Data Architecture

The data architecture shows how process data flows into mindzieStudio, gets transformed through enrichment, and can be exported or used to trigger automated actions. Understanding these data pathways helps you design effective data integration strategies.

Data Architecture

Overview

mindzieStudio supports multiple data input methods, a centralized API layer, and various output options. This flexible architecture allows you to integrate process mining into your existing data ecosystem.


Data Input Sources

There are several ways to bring process data into mindzieStudio:

Manual Upload

The simplest approach is to upload files directly through the mindzieStudio interface. Supported formats include:

  • CSV files: Standard comma-separated values
  • Excel files: .xlsx spreadsheets
  • Parquet files: Columnar storage format for large datasets
  • ZIP archives: Compressed packages containing multiple files

Manual upload is ideal for ad-hoc analysis, proof-of-concept projects, or when data is already exported from source systems.

mindzie Data Designer

mindzie Data Designer is a visual tool that connects directly to your source databases and systems. It allows you to:

  • Define data schemas visually
  • Map source columns to event log format
  • Schedule automated data refreshes
  • Transform data during extraction

Data Designer supports connections to major databases including SQL Server, Oracle, PostgreSQL, MySQL, SAP HANA, and many others.

3rd Party ETL Tools

If your organization already has ETL (Extract, Transform, Load) infrastructure, you can integrate with mindzieStudio through standard data pipelines. This approach leverages your existing data engineering capabilities and governance processes.

Developer Data Upload

For programmatic access, the mindzieStudio API allows developers to:

  • Upload datasets via HTTP endpoints
  • Automate data refresh from custom applications
  • Integrate with CI/CD pipelines
  • Build custom data connectors

This is ideal for organizations building automated data pipelines or integrating process mining into larger systems.

Mulesoft Integration

Enterprise organizations using Mulesoft for integration can connect mindzieStudio as an API endpoint in their integration flows. This enables process data to flow as part of your broader enterprise integration strategy.


API

The API serves as the central gateway for all data movement in mindzieStudio. All data - whether uploaded manually or via automation - flows through the API layer.

The API provides:

  • Authentication: Secure access through bearer tokens
  • Validation: Data format and schema validation
  • Routing: Directing data to the appropriate processing components
  • Access Control: Tenant and project-level permissions

The API is available in Enterprise Server and SaaS editions of mindzieStudio.


Dataset

Once data enters mindzieStudio, it is stored as a Dataset. Datasets are:

  • Compressed: Efficient binary storage format
  • Validated: Checked for required columns and data types
  • Versioned: Previous uploads can be retained for comparison

Every dataset must include the three core event log columns:

  • Case ID (identifier for each process instance)
  • Activity (name of each step)
  • Timestamp (when each step occurred)

Additional attribute columns can include any business-relevant data.


Enrichment with Python

The enrichment layer transforms raw datasets into analysis-ready data. Enrichments can include:

  • Built-in transformation operators
  • Custom Python scripts for advanced logic
  • Business rule calculations
  • Data quality corrections

Python Integration allows you to:

  • Write custom transformation logic
  • Leverage Python data science libraries
  • Create reusable transformation scripts
  • Handle complex data manipulation scenarios

Enrichments run in the background and cache their results for fast access during analysis.

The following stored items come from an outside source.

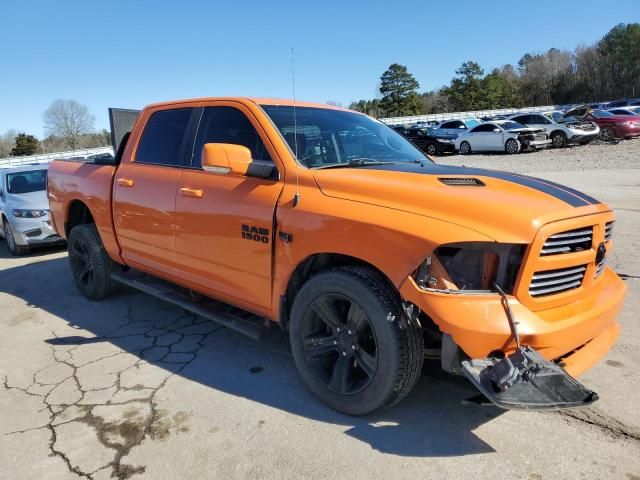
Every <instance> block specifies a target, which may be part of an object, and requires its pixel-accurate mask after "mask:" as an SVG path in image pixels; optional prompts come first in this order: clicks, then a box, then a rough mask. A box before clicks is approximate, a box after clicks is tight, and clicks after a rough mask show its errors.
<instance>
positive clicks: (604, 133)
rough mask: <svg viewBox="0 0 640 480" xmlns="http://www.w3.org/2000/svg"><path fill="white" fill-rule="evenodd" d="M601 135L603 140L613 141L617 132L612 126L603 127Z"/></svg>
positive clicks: (615, 136) (600, 137) (600, 133)
mask: <svg viewBox="0 0 640 480" xmlns="http://www.w3.org/2000/svg"><path fill="white" fill-rule="evenodd" d="M599 137H600V140H602V141H603V142H612V141H613V140H615V138H616V132H615V130H614V129H613V128H611V127H602V128H601V129H600V133H599Z"/></svg>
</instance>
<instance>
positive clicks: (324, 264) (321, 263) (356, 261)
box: [280, 253, 397, 328]
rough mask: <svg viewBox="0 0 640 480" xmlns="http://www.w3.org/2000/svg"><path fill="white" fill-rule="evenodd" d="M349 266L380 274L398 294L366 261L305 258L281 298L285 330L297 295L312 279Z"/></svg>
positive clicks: (382, 272) (340, 258)
mask: <svg viewBox="0 0 640 480" xmlns="http://www.w3.org/2000/svg"><path fill="white" fill-rule="evenodd" d="M348 265H349V266H361V267H367V268H370V269H372V270H375V271H376V272H377V273H378V274H380V276H381V278H384V279H385V280H386V282H387V284H388V285H389V287H390V288H392V289H393V291H396V292H397V288H396V287H395V285H394V284H393V283H392V282H391V280H389V278H388V277H387V276H386V275H385V274H384V273H383V272H382V271H380V269H378V268H376V267H375V266H373V265H371V264H370V263H368V262H365V261H364V260H361V259H359V258H356V257H352V256H349V255H342V254H339V253H317V254H315V255H311V256H310V257H307V258H305V259H304V260H303V261H302V262H300V263H299V264H298V266H297V267H296V269H295V270H294V271H293V273H292V274H291V277H290V278H289V283H288V285H287V290H286V291H285V294H284V296H283V297H282V298H281V305H280V306H281V308H280V325H281V326H282V327H283V328H287V324H288V322H289V313H290V312H291V308H292V307H293V302H294V300H295V298H296V294H297V292H298V291H299V290H300V289H301V288H302V286H303V285H304V284H305V283H306V282H307V281H308V280H309V279H310V278H311V277H313V276H314V275H316V274H317V273H319V272H321V271H324V270H330V269H332V268H336V267H344V266H348Z"/></svg>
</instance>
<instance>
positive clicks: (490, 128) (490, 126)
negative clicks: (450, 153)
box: [471, 123, 497, 133]
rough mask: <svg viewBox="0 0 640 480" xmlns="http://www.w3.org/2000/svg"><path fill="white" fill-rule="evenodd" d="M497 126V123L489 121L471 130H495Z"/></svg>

Investigation and Analysis

The Investigation layer is where analysis happens. Within investigations, you:

  • Apply investigation filters to focus on specific data subsets
  • Create analysis notebooks with ordered blocks
  • Generate insights through calculators
  • Build visualizations

Analysis results are cached and can be refreshed when source data updates.


Output and Integration

mindzieStudio provides multiple ways to export data and integrate with external systems:

Actions

Actions are automated workflows that execute based on schedules or triggers. Actions can:

  • Run Python scripts for custom processing
  • Call external HTTP APIs
  • Export data to external systems
  • Chain multiple steps together
  • Handle errors with fallback actions

Actions enable operational integration, where process insights trigger real-world responses.

API Export

External systems can query mindzieStudio via API to:

  • Retrieve analysis results programmatically
  • Pull dashboard data into other applications
  • Integrate process metrics into reporting systems
  • Power operational dashboards in external tools

CSV Export

For simple data export, you can download analysis results as CSV files. This is useful for:

  • Sharing data with stakeholders who don't have mindzieStudio access
  • Loading data into spreadsheet tools
  • Creating backup copies of analysis results

Data Flow Summary

The complete data flow through mindzieStudio:

  1. Input: Data enters via Manual Upload, Data Designer, ETL tools, API, or Mulesoft
  2. Gateway: The API validates, authenticates, and routes the data
  3. Storage: Data is stored as compressed Datasets
  4. Transformation: Enrichments (with optional Python) prepare the data
  5. Analysis: Investigations and notebooks generate insights
  6. Output: Results flow to Actions, API consumers, or CSV exports

This architecture supports both interactive analysis and automated operational workflows, making mindzieStudio suitable for both ad-hoc exploration and production process monitoring.